Some critics assert that the problem derives from the psychological predisposition of human beings to generalize from their perspectives, and claim that western philosophers are especially prone to projective their moral categories on others.11 For example, traditional Kantian moral theory is based upon the assumption that human beings are “ends in themselves,” a statement that itself requires an underlying foundation but instead presumes that the rational process bears a single and universal result irrespective of cultural differences.
It is only within a universe of shared values that the presumption of universality encounters no difficulties. Various international human rights instruments have remained controversial precisely because they contain values that are not shares on a worldwide basis.12 The United Declaration of Human Rights contains rights that openly express Western liberal values that may not be compatible with the many value systems of the world. Scholar S.P. Sinha argues that “to the extent these kinds of rights are concerned, we have the scenario of one particular culture, or one particular ideology, or one particular political system claiming to be imposed upon the entire world” (1978: 144). He further cautions that it is self-defeating for the human rights movement to impose such a system upon the entire world and then “retire in the smug delusion that having done that, justice has thereby been achieved for the individual.” (1978: 159)
For the skeptic, to assert the existence of universal standards is ethnocentric. The recognition of moral diversity calls into question the presumption of universality and leaves the concept of human rights prone to deterioration into senseless relativism.
Those who reject the charge of Western imperialism, on the other hand, acknowledge the historical influence of Western legal traditions on the international arena, but argue that the rights agreed upon are not exclusively Western moral and political values (Twiss 1998). This view asserts that human rights represent a modern social practice that embodies explicit intercultural and international recognitions of crucial conditions of personal and communal flourishing. The practice of enumerating human rights endeavors to specify human interests of such fundamental importance that they ought to be socially guaranteed by otherwise diverse political and social systems (Twiss 1998).
Scholar Sumner Twiss, rather than perceiving the lack of philosophical grounding as a fault, argues that it operates to the advantage of human rights that they are not themselves strongly associated with any particular set of metaphysical or epistemological claims necessarily incompatible with cultural moral views (1998). He asserts that the international practice of human rights is compatible with a wide range of sociopolitical systems.
This implies that human rights can be compatible with both liberal and communitarian societies and traditions, and that rights are, in a significant sense, theory-neutral — they permit broad diversity ad the societal and cultural level, and resist attempts to locate human rights within any one political theory or system to the exclusion of all others (Twiss 1998). Twiss is careful to distinguish that theory-neutrality does not mean moral neutrality; human rights obviously have significant moral content. The claim is only that this moral content can be affirmed by otherwise diverse cultural moral traditions and sociopolitical systems.

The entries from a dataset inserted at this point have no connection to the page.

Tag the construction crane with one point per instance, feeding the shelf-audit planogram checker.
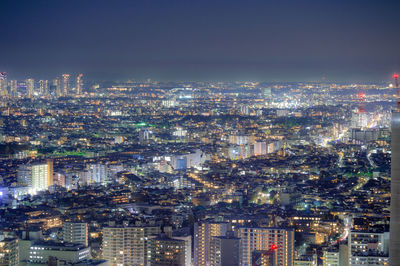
(396, 81)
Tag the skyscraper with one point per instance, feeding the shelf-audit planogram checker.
(79, 84)
(13, 87)
(30, 87)
(75, 232)
(394, 247)
(65, 84)
(3, 84)
(260, 238)
(57, 85)
(42, 175)
(43, 87)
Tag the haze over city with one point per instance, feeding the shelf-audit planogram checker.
(199, 133)
(202, 40)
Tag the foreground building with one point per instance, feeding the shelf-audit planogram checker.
(258, 239)
(127, 245)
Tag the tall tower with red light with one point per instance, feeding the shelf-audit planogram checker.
(394, 246)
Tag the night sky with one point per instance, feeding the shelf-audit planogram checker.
(282, 40)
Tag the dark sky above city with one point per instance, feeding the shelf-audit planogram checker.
(282, 40)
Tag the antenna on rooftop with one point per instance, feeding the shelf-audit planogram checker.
(396, 80)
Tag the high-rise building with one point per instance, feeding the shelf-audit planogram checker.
(127, 245)
(331, 258)
(264, 257)
(203, 233)
(394, 250)
(24, 175)
(43, 87)
(79, 84)
(369, 248)
(30, 87)
(96, 173)
(260, 238)
(42, 175)
(13, 87)
(225, 250)
(9, 252)
(57, 85)
(75, 232)
(168, 251)
(65, 84)
(54, 253)
(3, 84)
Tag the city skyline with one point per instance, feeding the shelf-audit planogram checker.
(202, 40)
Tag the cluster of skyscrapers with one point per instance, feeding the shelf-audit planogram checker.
(59, 87)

He uses this point to deflect the charge of Western imperialism:
“…. Given the pragmatic character of this international practice, its theoretical neutrality, and its openness to diverse support at the internal cultural level, it is incorrect to claim that human rights presuppose Western competitive individualism or related conceptions of self and society” (1998: 274)
The drafters of the UDHR circumvented the problem of whether universality insinuated Western imperialism by opting to reach a pragmatic agreement on a set on essential human rights norms with the recognition that, given the diversity of the world’s cultural and philosophical systems and traditions, no deeper theoretical agreement would be possible (Third Committee 1948). Agreement on practical norms that protected human dignity and welfare was deemed sufficient. Nevertheless, the lack of explicit justification continues to leave the notion of universal human rights vulnerable to attack.